Ce que son héritage dit à nos propres cultures médiatiques
L’émotion suscitée en Corée par la mort de Kim Gi-uk peut aussi faire écho à des interrogations très actuelles dans l’espace francophone. Que reste-t-il de la fonction culturelle de la radio dans un monde saturé de vidéos courtes, d’écoute à la demande et de recommandations automatisées? Comment préserver des médiateurs humains capables d’associer une chanson à un moment de vie, à une conversation, à une ambiance, plutôt qu’à une simple logique de flux? Et comment raconter l’histoire des industries culturelles sans la réduire aux seuls visages visibles?
En France, le débat sur l’avenir de la radio revient régulièrement, tiraillé entre nostalgie, innovation numérique et redéfinition du service public. Dans de nombreux pays d’Afrique francophone, au contraire, la radio demeure un pilier du quotidien, un médium d’information, de proximité, de culture et parfois d’alerte. Le parcours de Kim Gi-uk parle donc à ces deux réalités à la fois. Il rappelle aux uns que la radio fut un formidable outil de fabrication du commun; il confirme aux autres qu’elle reste un espace d’ancrage irremplaçable.
Son héritage dépasse enfin le cadre strictement coréen parce qu’il raconte une idée universelle du métier de producteur: être là pour les autres sans se placer au premier plan. Organiser la circulation des œuvres, créer les conditions de leur rencontre avec un public, transmettre une exigence aux plus jeunes, maintenir un lien même quand les modes changent. Il y a dans cette fidélité quelque chose de presque artisanal, au meilleur sens du terme.

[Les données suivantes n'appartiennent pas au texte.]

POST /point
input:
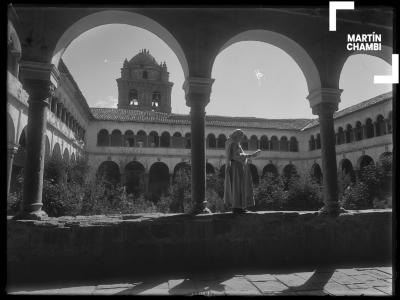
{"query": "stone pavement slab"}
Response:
(357, 281)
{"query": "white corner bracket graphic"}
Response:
(391, 79)
(333, 7)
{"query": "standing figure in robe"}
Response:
(238, 185)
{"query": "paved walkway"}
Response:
(376, 281)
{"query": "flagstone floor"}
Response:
(376, 281)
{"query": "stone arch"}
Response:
(129, 138)
(180, 166)
(141, 139)
(116, 138)
(10, 130)
(159, 178)
(316, 173)
(66, 156)
(56, 153)
(118, 17)
(103, 138)
(46, 148)
(380, 126)
(134, 177)
(274, 143)
(363, 161)
(264, 144)
(254, 174)
(369, 128)
(165, 140)
(211, 141)
(346, 168)
(271, 170)
(109, 172)
(284, 144)
(221, 141)
(293, 144)
(291, 47)
(253, 143)
(210, 169)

Kim Gi-uk laisse derrière lui sa famille, mais aussi une mémoire professionnelle qui appartient désormais au patrimoine immatériel de la culture populaire coréenne. Son nom restera peut-être moins connu à l’international que celui des artistes qu’il a accompagnés ou des émissions qu’il a façonnées. Pourtant, pour qui s’intéresse sérieusement à la généalogie de la Hallyu, il représente une vérité essentielle: la puissance culturelle ne naît pas seulement des icônes visibles. Elle se construit aussi dans la patience de celles et ceux qui, pendant cinquante ans, relient une chanson à une vie ordinaire.
À l’heure où la Corée du Sud s’impose comme l’un des grands exportateurs culturels du XXIe siècle, la disparition de Kim Gi-uk rappelle utilement que tout empire symbolique a ses fondations discrètes. La radio fut l’une d’elles. Et lui en fut l’un des gardiens les plus constants.